Hence, what little writers can learn about McCarthy the man comes from borrowed anecdotes like this. Profiles, reviews, and now obituaries pass these along like trafficked artifacts, some of which might be forged. Not that I have reason to doubt. Only, “the story gets passed on and the truth gets passed over,” as No Country for Old Men’s Sherriff Ed Tom Bell once warned. Still, what excitement and mystery in the trafficking: he lived in a barn he built himself outside of Knoxville, observed whales in Argentina for a year, spent much of his Genius Grant on a stay in Ibiza, once conspired with Edward Abbey to re-introduce wolves into New Mexico, and for years lodged in hotels, ate off hot plates, and stayed five steps ahead of any glory trying to chase him.
The trafficking shows there might be a lot to know about McCarthy, after all. As it turns out, he gave plenty of interviews throughout the early years—only to local papers, not national presses. McCarthy contained multitudes, among them one of our nation’s greatest writers, and one who couldn’t care less.
As for me, I came to see two men in McCarthy, both in the work and in the man—make it four, then.
The first was the great Southern macabre aesthete at work. He reveled in the debauched vagaries of the Scots-Irish legacies of Faulkner. No circumstance too damned, no relationship too foul, no setting too smelly, for him to wax on about as eloquently as if he were commissioned to add pulp fiction to the King James Bible. This was the McCarthy of Outer Dark, Child of God, above all Suttree and Blood Meridian (though the latter was set in the West), with remainders scattered throughout the rest of his work, including his second to last, The Passenger.
This McCarthy, though often hailed as the writer at the height of his technical skill, showed hints of excessive influence from the Oxford (Mississippi) don. He also rarely indulged in a straight plot. These books, again Suttree foremost, would build their characters by meandering in such circles of time which might have delighted Nietzsche but leave others a little cold. I don’t mean nihilism. There is dignity and beauty in even the bleakest of these novels. There is just so much weight put upon the surface, the words and their intricate workings, while the characters betray signs of deeper—what? —just beneath. McCarthy is sly enough to keep the surface holding, so you cannot break through. This McCarthy is a pretty good time, and a pretty bad time, and he leaves you excited with big words and some big ideas, yet wanting more.

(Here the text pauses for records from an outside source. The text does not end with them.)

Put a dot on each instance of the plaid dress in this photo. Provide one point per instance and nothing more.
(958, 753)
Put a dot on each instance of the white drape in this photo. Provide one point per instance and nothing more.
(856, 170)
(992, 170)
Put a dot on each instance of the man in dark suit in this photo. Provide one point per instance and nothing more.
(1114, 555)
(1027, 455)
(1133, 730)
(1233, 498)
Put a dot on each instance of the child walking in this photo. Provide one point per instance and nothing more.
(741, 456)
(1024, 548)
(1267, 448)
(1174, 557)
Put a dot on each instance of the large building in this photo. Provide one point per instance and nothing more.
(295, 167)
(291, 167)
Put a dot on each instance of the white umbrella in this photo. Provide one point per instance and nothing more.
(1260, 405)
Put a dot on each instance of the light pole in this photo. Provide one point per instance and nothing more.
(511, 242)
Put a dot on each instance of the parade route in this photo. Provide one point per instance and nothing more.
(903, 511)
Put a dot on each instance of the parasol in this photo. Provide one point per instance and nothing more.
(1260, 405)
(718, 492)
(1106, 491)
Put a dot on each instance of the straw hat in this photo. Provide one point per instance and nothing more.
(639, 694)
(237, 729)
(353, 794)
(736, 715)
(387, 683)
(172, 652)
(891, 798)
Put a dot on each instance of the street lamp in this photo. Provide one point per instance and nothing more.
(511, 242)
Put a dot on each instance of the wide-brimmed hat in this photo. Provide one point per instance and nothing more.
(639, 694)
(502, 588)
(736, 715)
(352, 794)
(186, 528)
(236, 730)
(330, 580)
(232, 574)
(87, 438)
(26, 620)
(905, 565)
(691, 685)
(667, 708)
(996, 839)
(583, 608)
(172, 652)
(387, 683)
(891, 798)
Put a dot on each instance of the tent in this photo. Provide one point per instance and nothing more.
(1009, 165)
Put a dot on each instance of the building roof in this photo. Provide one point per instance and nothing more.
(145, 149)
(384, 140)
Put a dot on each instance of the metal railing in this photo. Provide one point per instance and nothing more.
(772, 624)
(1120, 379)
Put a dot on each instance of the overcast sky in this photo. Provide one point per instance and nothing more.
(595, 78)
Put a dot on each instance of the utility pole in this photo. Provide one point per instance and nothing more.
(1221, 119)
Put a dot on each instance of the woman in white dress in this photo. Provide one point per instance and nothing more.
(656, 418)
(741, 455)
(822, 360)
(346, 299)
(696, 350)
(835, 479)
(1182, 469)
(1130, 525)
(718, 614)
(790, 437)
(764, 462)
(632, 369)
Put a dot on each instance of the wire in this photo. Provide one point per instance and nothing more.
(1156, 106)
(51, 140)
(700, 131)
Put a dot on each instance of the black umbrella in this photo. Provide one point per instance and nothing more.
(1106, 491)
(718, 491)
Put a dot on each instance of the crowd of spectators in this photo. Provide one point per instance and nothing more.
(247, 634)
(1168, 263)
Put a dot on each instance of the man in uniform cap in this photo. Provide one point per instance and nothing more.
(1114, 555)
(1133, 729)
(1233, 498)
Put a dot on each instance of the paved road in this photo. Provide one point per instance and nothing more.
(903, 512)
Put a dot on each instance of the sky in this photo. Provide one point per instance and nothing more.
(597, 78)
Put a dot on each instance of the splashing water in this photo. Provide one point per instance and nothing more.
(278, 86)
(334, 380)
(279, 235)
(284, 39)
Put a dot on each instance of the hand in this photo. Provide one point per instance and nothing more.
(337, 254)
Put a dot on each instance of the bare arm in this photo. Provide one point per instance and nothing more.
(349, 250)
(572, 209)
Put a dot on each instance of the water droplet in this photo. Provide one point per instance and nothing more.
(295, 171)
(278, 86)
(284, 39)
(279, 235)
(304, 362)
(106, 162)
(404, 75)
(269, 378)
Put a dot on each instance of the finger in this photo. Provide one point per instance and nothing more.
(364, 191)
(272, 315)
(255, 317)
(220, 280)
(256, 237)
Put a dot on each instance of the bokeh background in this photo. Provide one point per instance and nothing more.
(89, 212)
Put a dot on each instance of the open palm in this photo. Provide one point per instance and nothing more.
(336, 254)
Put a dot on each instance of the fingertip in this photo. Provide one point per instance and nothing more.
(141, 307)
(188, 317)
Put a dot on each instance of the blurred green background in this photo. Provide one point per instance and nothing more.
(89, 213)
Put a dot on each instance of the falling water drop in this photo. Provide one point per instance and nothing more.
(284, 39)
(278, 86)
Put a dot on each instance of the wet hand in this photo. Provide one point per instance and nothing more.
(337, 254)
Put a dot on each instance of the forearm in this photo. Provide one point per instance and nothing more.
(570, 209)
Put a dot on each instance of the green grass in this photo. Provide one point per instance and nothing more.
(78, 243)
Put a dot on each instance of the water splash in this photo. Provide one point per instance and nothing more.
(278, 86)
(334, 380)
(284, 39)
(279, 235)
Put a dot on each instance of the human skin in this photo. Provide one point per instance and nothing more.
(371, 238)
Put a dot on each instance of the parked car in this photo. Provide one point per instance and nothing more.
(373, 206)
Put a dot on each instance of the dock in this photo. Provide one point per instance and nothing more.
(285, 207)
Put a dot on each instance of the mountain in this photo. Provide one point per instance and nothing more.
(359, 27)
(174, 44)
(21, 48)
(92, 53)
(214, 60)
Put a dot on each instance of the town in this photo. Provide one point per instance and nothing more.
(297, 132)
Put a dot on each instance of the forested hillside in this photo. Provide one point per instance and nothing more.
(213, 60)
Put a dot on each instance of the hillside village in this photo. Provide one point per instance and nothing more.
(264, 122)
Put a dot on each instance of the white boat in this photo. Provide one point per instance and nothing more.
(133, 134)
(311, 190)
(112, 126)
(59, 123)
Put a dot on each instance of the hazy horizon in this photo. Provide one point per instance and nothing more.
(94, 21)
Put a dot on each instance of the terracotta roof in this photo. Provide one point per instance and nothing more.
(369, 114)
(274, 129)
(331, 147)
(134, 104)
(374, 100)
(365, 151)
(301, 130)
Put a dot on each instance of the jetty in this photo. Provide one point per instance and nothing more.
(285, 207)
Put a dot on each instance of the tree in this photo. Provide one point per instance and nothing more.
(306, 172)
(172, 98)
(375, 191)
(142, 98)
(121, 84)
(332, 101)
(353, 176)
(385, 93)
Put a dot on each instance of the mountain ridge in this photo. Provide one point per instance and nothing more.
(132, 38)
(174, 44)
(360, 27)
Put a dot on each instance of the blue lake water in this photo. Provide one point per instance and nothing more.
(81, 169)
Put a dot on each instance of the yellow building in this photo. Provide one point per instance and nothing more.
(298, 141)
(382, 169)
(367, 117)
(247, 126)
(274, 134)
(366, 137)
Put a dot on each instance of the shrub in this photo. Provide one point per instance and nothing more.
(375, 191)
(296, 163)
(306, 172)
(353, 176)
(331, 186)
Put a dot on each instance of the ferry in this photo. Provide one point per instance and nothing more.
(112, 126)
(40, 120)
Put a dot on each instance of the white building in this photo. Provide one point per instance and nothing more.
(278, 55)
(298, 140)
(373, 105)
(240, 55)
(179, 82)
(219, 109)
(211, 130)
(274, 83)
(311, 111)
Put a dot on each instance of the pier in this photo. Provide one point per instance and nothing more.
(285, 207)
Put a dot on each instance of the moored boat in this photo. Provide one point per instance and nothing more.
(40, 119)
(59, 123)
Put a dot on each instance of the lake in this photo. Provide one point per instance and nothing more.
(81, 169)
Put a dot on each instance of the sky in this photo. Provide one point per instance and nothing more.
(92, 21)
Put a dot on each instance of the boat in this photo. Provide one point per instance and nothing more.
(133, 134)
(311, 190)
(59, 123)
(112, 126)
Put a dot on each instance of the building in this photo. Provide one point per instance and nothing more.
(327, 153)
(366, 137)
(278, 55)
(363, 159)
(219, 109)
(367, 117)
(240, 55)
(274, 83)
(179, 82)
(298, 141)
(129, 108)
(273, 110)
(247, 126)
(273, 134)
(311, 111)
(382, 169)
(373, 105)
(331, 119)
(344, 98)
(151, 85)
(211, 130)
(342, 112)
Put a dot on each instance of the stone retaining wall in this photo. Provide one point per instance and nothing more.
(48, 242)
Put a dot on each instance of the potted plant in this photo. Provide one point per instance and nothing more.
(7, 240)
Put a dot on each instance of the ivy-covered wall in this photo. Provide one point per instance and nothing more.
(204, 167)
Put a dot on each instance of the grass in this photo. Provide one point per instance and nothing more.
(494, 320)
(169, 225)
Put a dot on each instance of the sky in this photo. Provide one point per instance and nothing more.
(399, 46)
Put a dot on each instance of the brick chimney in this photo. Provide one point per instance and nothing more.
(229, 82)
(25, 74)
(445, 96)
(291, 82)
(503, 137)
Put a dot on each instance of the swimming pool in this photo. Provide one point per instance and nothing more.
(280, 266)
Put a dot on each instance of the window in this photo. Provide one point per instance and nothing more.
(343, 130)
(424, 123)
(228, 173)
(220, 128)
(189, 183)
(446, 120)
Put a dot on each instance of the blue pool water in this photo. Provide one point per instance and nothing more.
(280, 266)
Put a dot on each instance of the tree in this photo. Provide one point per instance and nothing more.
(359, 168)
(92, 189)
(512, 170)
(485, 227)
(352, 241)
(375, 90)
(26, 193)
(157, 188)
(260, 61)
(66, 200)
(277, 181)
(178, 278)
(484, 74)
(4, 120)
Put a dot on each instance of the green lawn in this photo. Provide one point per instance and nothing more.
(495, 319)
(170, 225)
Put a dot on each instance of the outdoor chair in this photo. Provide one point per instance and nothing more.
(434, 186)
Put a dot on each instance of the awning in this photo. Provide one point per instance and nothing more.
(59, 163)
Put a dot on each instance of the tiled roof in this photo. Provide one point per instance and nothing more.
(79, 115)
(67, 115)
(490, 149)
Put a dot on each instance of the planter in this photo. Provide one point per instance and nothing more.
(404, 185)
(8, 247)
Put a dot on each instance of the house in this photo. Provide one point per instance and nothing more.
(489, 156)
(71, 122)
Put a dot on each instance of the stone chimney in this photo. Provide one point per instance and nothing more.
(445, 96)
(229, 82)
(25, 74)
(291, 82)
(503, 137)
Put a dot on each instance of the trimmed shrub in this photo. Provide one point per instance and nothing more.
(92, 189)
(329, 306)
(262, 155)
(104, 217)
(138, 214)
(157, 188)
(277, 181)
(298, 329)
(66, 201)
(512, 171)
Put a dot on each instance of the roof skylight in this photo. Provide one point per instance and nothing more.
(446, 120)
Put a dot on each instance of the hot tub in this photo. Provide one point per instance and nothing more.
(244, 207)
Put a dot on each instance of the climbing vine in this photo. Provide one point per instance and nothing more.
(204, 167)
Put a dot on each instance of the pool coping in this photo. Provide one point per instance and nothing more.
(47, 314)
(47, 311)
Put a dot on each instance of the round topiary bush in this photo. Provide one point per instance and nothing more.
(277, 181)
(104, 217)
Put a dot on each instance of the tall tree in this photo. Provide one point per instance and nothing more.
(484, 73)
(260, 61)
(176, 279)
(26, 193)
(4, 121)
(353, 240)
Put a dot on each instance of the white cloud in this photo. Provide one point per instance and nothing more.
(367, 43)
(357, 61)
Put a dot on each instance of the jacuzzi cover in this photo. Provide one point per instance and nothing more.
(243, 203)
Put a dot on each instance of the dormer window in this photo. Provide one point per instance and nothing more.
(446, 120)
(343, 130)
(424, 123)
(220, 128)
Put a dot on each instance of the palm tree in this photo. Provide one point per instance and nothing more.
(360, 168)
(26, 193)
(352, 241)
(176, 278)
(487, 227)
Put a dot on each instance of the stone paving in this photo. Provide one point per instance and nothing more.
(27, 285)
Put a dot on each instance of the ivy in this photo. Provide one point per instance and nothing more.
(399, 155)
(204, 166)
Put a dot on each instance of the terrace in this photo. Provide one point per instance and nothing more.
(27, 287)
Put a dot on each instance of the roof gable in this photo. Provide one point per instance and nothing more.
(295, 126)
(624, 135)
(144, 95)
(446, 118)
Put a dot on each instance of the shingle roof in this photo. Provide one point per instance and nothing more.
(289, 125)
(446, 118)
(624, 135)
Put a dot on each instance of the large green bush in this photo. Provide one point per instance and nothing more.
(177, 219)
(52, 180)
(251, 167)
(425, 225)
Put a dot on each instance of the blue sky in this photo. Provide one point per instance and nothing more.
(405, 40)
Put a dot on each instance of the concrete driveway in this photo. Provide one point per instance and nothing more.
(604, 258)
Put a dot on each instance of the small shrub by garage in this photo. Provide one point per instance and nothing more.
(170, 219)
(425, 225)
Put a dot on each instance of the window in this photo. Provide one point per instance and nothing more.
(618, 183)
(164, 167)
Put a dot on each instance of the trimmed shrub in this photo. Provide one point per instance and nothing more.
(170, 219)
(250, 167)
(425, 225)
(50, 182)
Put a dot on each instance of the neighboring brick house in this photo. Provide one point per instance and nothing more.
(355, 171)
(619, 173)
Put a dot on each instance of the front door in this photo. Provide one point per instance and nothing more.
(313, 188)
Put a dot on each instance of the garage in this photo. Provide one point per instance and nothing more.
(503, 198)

Now for the second McCarthy, the public man. He would shrug his shoulders at everything you’d be so excited to talk to him about. This was the McCarthy of his interviews. He didn’t like writers or think so highly of writing. He didn’t indulge much in his work or method beyond, “read.” A reader of Wittgenstein, he gleaned from him a deflationary demeanor somewhat common among Wittgensteinians. (In that respect, McCarthy shared a tic with another reader of Wittgenstein, the director Terrence Malick, who also shuns the public eye and, when rarely in the spotlight, offers little beyond simple replies.) So, he answered questions curtly and often left his interviewers to become monologuers, with him sitting beside them, a little embarrassed. Why was he interested in geniuses and theoretical physicists? “Smart people are fun.” What does he think about his life? “I’ve been very lucky.” About the meaning of life? “I agree that it’s more important to be good than it is to be smart. That’s all I can offer you.” About the unconscious? “It doesn’t really care about anybody but you.” About the state of the world? “Ah, that’s not a subject I’d be that happy to talk about, I just think, right now, today, is a, a very dangerous time.” On the question of intention in the universe? “Oh, I have to plead ignorance, I’m pretty much a materialist.”
I don’t want to ignore this McCarthy—he’s very fun—but I can’t quite get him. There is a sense that this was not the Cormac McCarthy, only the public McCarthy, or the man bound by the strictures of an interview. Surely there was more to his mind than this? I wonder. As a member of the public, it’s not my right to know what he really thought about all these things. Or, maybe this was the real McCarthy. Maybe things are that simple: life is short and fun but hard, and the big answers are just clouds. Even as I’ve struggled with this McCarthy, still I’ve learned from him. Most things are simple, after all. And life, as Wittgenstein rightly taught, is often about becoming content with simple true things, however disappointing they might feel at first.